I’m pretty sure he knows – and he’s pretty sure I know he knows – that the Tooth Fairy isn’t real, or rather, that I’m the Tooth Fairy. Once the Tooth Fairy left him a computer-generated note, in pink script, signed, “T.F.” – which created only a slight vacillation between belief and disbelief. His last tooth was met with a fresh $10 bill from the relative he was spending the night with – not even a pretense of magic, but as it was the highest amount he’d ever received for a body part, it seemed to work.

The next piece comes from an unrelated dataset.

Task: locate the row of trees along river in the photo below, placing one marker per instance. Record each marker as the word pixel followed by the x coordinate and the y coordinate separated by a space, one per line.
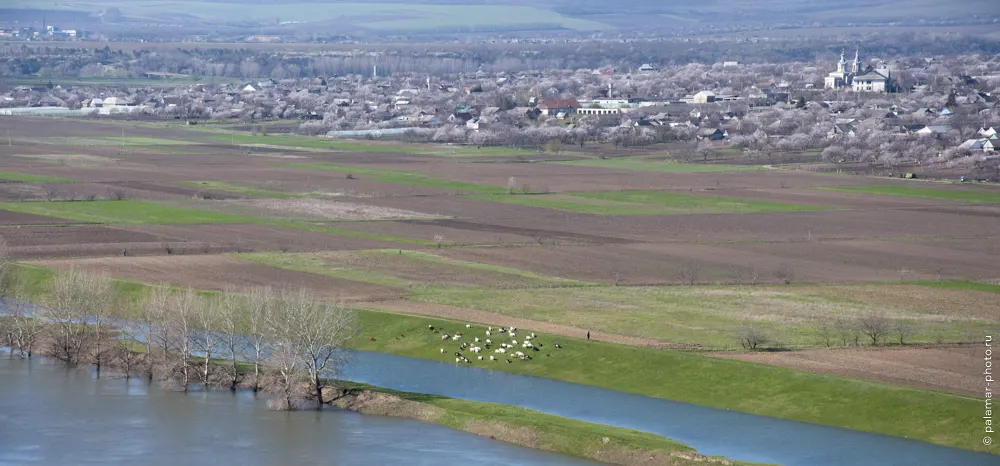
pixel 282 342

The night before last was my turn to vacillate. I know he doesn’t believe, yet I saw him take the tooth and wrap it up in a paper towel, slip it in his pocket, and take it home from our picnic. Saw him take it down to his room and put it under his pillow. But he knows it’s just a pure cash-for-tooth transaction, knows that it’s my wallet the cash is coming out of – and I let my sun-drenched, post-Shakespearean fatigue lead me to just go to sleep.

“I guess the Tooth Fairy was busy last night,” he said, before even “Good morning.” Hmmmm, I thought. “Hmmmm,” I replied, buying some seconds. “There might have been a lot of kids who lost teeth yesterday.” A slight twinkle in my eyes. And that was the end of it. He went on to have a full 10-year-old day at camp, and as he was heading to bed last night, he took the paper-towel tooth packet, which I didn’t realize had been on the kitchen table all day, and took it back down to his room. “For tonight,” he said.

“Got it,” I said, but not to him. This was direct, clear communication. Even as he’s getting closer to seeing me – literally – eye to eye, even as he has adventures on his own (like yesterday’s first day at a camp he’s not been to before), even as he moves closer and closer to that external world, where Mothers are left behind (and returned to – for all the mothers of boys out there, don’t fret – we don’t lose our sons permanently, but we do stay in a realm they often leave, and we cannot, should not, follow them out, but wait for their return. Our job is to build up that realm so that it doesn’t have big gaping holes in it that we then require our children to fill . . . that’s the surefire way to eject boys from our lives and make it so they don’t want to return – but that’s getting me off topic). Even as all this is happening, his young boy self still needs the magic.

So this morning he’ll find five far-less-than-crisp singles under his pillow – it will look exactly like the stack of non-ceremonial singles he’d find in my wallet, although now my wallet is empty.

I’m not sure what he will say, but that probably doesn’t matter. For this moment, he wanted – needed – the magic of childhood, where parental reliability forms the backdrop of safety. For a mere $5, I gave him just that – the magic of being seen by the people he loves, which will create today’s fuel to head out into the large, unpredictable world.